Solution: A safer, more effective way to immobilize the cervical spine in blunt force trauma. The NovaSpine device is an affordable, slim, foldable unit that slides quickly and easily under the patient’s head and neck and conforms to a patient’s unique anatomy, reducing instability.
Heart Throbs
Students: Adrianna Carter, Jaxon Sommers, Jared Fox, Nabeel Abusharkh, Andrew Ten Eyck, Megha KulKarni, Ingrid Cubillos. Clinical Advisor: Gautam Kumar, M.D.
Problem: Currently, there are no devices that can help monitor blood flow and boost circulation to lessen recurring pulmonary embolisms and prevent blood clots in the lungs.
Solution: A wearable device that patients can take home to enhance recovery after a pulmonary embolism.
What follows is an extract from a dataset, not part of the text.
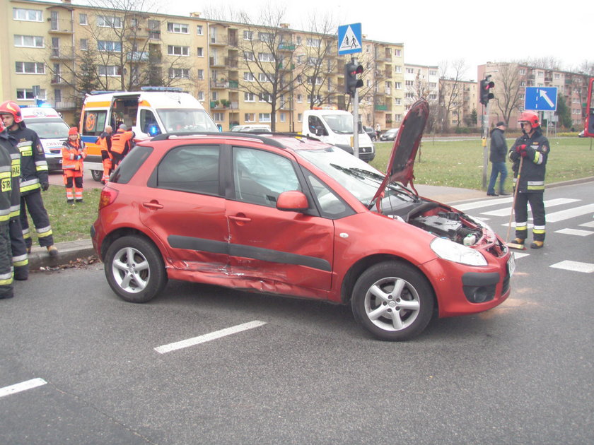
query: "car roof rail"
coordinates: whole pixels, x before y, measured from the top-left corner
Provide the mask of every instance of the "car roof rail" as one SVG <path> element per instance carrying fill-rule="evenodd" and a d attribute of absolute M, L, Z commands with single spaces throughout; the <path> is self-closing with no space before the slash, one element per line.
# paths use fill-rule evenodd
<path fill-rule="evenodd" d="M 267 135 L 272 135 L 267 133 Z M 283 144 L 275 139 L 258 134 L 257 133 L 241 133 L 240 131 L 175 131 L 174 133 L 163 133 L 151 138 L 151 141 L 167 141 L 173 137 L 192 137 L 192 136 L 225 136 L 228 138 L 240 138 L 242 139 L 257 139 L 261 142 L 265 142 L 277 148 L 286 148 Z"/>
The device provides electric muscle stimulation and senses blood flow. Designed to be worn on the leg, the device delivers nerve or muscle stimulation to increase and stabilize blood circulation.
Upnea
Students: Reagan Newman, Adam Paley, Suraj Vuduta, Sahil Kemkar, Alvaro Benitez, Sara Zulfiqar. Clinical Advisor: Adam Klein, M.D.
Problem: About 12 percent of U.S. adults have sleep apnea, and the number is likely higher. Women, specifically, are a critically underdiagnosed population whose daytime symptoms, like fatigue and sleepiness, deserve investigation. The team is seeking a way to reduce underdiagnosis.
Solution: An ergonomic, wearable device — the Wireless ST — that collects daytime data, which current sleep tests don’t do. The device provides isolated, selected physiologic signals to help clinicians capture a patient’s state of wakefulness, which is when the hallmark symptom of sleep apnea actually shows up.
UroTech
Students: Milosz Bis, Tyler Bryson, Stanley Koryta, Cristina Madalo, Bailey McLain, Anuradha Nagulapati, Cody Schoenfuss. Clinical Advisors: Spencer Kozinn, M.D.; Raymond Pak, M.D., MBA; Jaime Wong, M.D., MBA
Problem: About 2.5 million hospital patients suffer from pressure injuries in the U.S. each year, leading to 60,000 deaths. The sacral region is the most prominent location for these injuries. Given the ever-heightening U.S. nursing shortage, consistent manual repositioning is less feasible and harder to achieve.
Solution: A device to improve preventative techniques. The team is developing a working wearable prototype that continuously monitors pressure and moisture of the sacral region in patients, sending an alert to healthcare professionals when pressure and moisture are present at harmful levels.